Caring for Covid-19 patients likely to cost more than R25-billion
ICU care — with a price tag of up to almost R9.5-million — is expected to be the single largest cost in treating Covid-19 patients between now and at least November, according to the modelling released on Tuesday evening, which also includes projected costs of items such as additional hospital linen, said health economist Meyer-Rath.
The cost for equipment such as ventilators, masks and oxygen, as well as the staff needed to respond to the Covid-19 epidemic, is estimated to come to between R25-billion and R31-billion.
Meyer-Rath said modelling projections are already informing how the government is responding to fill the gap both in equipment and beds.
But Silal cautions projections could change. Models are being updated with new information weekly and are likely to shift as the country learns more about how the new virus is playing out locally. Initial models, Mkhize explained, were based largely on information from other countries.
Models don’t predict the future exactly, but they can help us plan for it
To build mathematical models, scientists plug in a set of assumptions based on available data. For instance, some of the data used to build the models presented on Tuesday is based on how patients in Wuhan, China fared, based on their ages. As South Africa gathers more of this kind of information locally, this data will be plugged into models.

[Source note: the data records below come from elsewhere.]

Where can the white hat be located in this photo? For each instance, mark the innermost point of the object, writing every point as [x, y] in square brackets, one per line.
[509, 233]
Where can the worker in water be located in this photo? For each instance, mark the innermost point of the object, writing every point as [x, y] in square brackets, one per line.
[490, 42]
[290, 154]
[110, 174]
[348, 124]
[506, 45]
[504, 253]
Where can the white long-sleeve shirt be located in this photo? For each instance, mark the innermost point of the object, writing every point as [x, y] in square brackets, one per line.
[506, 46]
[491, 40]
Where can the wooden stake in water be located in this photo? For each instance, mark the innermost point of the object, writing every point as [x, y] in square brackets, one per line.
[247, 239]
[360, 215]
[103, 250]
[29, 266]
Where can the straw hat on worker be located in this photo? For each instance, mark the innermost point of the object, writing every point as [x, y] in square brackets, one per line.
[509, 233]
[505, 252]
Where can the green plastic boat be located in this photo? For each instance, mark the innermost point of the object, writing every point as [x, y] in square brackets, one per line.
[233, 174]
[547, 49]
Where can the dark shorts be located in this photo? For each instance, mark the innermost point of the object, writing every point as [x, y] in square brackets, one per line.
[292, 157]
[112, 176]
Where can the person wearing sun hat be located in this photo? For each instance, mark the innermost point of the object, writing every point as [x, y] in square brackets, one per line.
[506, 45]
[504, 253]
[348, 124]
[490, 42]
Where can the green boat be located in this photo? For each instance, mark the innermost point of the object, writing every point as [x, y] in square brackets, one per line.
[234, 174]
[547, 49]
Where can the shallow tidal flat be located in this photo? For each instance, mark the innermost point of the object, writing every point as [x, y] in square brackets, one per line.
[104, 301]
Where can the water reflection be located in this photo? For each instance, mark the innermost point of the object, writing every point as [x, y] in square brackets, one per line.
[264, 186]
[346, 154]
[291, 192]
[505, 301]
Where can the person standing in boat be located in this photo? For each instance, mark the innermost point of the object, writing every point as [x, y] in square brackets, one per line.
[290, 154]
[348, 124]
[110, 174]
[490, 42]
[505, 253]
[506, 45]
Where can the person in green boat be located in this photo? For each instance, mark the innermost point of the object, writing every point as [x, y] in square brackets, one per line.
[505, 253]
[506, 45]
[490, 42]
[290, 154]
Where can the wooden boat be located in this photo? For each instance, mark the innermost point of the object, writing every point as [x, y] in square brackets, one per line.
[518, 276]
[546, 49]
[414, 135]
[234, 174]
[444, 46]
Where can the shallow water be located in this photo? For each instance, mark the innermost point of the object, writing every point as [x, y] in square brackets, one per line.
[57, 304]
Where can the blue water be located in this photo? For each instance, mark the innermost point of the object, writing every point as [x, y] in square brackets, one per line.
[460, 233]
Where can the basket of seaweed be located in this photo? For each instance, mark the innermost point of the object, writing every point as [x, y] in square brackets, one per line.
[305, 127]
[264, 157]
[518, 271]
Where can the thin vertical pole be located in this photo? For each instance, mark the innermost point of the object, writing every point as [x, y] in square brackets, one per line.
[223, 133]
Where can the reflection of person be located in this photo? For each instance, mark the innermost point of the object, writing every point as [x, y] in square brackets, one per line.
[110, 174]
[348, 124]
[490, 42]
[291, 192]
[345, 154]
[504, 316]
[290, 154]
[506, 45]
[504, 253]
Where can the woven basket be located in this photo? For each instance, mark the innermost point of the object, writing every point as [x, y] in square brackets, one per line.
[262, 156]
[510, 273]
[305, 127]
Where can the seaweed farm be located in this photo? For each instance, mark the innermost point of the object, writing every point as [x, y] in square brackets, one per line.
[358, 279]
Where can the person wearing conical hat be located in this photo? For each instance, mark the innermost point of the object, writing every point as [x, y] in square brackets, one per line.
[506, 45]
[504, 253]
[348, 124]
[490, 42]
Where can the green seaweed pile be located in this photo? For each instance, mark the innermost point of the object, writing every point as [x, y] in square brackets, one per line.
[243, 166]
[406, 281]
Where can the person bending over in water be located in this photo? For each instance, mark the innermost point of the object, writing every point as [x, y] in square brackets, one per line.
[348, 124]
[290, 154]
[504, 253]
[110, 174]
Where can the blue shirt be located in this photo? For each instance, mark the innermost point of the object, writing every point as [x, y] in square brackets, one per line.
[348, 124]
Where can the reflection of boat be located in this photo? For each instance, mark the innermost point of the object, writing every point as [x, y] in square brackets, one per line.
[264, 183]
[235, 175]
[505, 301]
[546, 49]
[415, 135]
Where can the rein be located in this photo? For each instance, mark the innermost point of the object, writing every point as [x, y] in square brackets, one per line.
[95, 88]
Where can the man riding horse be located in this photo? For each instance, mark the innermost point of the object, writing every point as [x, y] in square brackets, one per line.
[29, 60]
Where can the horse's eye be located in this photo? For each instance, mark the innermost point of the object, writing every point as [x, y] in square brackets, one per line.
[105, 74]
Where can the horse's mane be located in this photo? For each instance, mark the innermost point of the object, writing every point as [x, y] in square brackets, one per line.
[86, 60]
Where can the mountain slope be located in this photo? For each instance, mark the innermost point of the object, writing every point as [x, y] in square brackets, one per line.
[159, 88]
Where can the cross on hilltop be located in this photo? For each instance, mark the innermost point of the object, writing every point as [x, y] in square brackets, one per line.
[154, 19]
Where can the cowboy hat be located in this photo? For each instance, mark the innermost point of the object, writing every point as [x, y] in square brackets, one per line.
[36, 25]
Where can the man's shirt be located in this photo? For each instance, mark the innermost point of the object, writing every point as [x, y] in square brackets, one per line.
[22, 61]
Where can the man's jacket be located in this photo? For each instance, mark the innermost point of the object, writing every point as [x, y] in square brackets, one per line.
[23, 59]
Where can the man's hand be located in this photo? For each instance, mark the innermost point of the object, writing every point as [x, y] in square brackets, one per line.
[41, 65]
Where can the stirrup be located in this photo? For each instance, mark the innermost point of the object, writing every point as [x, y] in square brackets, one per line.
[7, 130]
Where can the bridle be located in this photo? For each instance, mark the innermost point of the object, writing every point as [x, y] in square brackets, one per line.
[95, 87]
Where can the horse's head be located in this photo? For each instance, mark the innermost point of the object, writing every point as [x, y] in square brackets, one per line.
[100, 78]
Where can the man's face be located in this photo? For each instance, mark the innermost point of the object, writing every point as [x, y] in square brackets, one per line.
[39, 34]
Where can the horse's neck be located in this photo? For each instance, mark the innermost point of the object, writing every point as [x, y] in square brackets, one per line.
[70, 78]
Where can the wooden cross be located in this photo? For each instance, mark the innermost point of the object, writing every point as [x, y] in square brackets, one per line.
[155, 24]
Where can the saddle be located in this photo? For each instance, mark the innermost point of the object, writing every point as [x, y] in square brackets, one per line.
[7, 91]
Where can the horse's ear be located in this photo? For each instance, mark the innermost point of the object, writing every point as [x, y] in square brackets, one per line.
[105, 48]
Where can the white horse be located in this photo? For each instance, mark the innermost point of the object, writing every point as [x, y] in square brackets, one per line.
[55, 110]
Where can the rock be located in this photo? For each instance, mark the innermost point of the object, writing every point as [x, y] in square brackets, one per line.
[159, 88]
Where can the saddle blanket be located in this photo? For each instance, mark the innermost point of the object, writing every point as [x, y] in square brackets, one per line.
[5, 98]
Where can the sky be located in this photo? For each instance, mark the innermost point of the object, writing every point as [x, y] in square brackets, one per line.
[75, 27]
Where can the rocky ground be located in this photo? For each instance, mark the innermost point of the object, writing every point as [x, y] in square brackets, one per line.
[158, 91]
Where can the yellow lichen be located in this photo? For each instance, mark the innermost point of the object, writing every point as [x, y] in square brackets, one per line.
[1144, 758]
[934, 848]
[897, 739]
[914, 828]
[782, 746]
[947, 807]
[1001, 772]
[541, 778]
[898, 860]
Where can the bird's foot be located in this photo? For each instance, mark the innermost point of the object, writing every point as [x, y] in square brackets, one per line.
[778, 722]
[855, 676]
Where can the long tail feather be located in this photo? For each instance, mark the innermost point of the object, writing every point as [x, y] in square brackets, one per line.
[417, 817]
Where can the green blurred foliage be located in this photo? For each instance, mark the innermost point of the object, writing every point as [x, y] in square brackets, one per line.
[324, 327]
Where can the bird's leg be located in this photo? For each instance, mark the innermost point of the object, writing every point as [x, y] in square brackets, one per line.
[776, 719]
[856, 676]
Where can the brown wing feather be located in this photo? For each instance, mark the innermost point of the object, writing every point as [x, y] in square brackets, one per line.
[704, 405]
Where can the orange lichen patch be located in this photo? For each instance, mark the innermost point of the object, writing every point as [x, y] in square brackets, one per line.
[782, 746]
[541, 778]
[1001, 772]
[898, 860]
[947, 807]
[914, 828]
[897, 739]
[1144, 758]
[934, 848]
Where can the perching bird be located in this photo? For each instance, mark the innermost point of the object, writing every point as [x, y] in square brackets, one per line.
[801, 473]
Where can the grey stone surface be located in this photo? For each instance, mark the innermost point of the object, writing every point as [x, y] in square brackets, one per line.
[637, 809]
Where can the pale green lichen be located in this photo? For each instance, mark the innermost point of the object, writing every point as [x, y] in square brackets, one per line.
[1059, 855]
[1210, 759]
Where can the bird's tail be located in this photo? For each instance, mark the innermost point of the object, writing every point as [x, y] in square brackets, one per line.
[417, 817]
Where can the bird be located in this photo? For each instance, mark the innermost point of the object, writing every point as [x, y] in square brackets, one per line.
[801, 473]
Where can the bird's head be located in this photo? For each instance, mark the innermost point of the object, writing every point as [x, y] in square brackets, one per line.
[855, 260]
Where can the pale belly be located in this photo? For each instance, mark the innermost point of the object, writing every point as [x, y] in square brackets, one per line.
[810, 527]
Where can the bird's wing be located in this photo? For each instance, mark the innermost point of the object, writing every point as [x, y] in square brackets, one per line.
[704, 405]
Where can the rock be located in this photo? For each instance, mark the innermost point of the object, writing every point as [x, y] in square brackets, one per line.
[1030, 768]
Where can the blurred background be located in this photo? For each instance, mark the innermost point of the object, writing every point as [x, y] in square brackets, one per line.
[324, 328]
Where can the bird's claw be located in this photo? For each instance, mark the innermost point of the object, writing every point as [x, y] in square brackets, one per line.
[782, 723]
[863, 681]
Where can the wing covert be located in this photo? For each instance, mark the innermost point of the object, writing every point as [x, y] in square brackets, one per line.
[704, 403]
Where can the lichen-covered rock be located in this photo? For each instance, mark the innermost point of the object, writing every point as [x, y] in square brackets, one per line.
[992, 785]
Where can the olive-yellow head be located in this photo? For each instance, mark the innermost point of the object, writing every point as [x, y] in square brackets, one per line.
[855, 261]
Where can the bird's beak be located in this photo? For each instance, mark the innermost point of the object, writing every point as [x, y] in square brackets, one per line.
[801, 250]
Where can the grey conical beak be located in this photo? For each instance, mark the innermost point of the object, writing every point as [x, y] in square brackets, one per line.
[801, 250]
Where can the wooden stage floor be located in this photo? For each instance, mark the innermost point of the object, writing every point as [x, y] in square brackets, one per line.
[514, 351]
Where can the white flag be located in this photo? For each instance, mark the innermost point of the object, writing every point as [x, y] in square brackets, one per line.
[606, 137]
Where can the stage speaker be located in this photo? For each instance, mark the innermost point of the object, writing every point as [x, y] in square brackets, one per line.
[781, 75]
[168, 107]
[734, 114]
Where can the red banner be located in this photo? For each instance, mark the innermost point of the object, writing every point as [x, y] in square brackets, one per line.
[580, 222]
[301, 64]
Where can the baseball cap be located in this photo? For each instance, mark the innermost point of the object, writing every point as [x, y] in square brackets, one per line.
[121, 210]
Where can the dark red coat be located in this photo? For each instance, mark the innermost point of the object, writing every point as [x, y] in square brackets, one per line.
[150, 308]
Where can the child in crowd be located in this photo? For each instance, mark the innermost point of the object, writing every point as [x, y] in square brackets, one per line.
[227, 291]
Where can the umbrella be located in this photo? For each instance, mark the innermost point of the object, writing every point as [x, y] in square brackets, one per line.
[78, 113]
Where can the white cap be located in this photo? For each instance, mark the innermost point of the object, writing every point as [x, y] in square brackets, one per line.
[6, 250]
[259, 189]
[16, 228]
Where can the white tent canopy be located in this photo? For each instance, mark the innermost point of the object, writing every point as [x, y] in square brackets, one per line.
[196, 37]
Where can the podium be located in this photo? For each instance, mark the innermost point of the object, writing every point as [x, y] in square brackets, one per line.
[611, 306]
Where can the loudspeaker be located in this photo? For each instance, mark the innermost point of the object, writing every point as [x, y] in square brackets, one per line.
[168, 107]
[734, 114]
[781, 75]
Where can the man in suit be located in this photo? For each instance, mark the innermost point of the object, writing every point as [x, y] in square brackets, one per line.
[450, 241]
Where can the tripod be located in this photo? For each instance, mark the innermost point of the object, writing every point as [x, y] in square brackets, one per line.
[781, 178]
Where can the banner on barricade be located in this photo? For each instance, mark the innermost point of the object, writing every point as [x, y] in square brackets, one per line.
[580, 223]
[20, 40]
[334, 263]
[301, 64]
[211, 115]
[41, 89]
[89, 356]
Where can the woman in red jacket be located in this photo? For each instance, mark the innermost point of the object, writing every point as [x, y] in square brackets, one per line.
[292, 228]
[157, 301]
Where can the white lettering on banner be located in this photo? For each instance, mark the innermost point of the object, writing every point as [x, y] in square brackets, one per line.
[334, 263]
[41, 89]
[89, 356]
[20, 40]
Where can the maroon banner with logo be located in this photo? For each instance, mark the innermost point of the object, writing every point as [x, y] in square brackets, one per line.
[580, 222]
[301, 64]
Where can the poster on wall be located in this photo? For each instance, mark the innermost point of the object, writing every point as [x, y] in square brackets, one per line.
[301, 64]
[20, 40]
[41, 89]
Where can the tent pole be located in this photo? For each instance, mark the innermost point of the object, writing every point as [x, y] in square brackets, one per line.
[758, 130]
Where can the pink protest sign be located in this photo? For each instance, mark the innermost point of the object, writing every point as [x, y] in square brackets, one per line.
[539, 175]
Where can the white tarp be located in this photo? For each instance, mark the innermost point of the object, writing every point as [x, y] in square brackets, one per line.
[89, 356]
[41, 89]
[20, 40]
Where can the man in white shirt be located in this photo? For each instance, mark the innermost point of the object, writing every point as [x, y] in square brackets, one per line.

The current models also have other limitations. For instance, researchers cautioned, there is still a lot they don’t know — this includes how the virus is spreading at very local levels in some areas. Silal added that teams also haven’t been able to account for how South Africans will change the way they live and work to protect themselves — a factor that helped to shape the trajectories of past Ebola outbreaks.
“Models are adaptable… [they] have a set of assumptions about the world, and we update those assumptions as new information becomes available,” said modeller Juliet Pulliam, who is the director of the South African Centre for Epidemiological Modelling and Analysis at Stellenbosch University.
“Models are really tools that can help you think about the future,” she said. “But they don’t tell you the future in the sense that someone with a crystal ball might tell you the future.”
Mkhize said the government will be sharing modelling information publicly more regularly from now on, after criticism about a lack of transparency.
“I think it’s a requirement as part of democracy and transparency that the public is able to engage and see and critique and criticise the models on the information that are produced,” said Wits University Professor Harry Moultrie. “That’s part of a robust scientific and academic engagement.”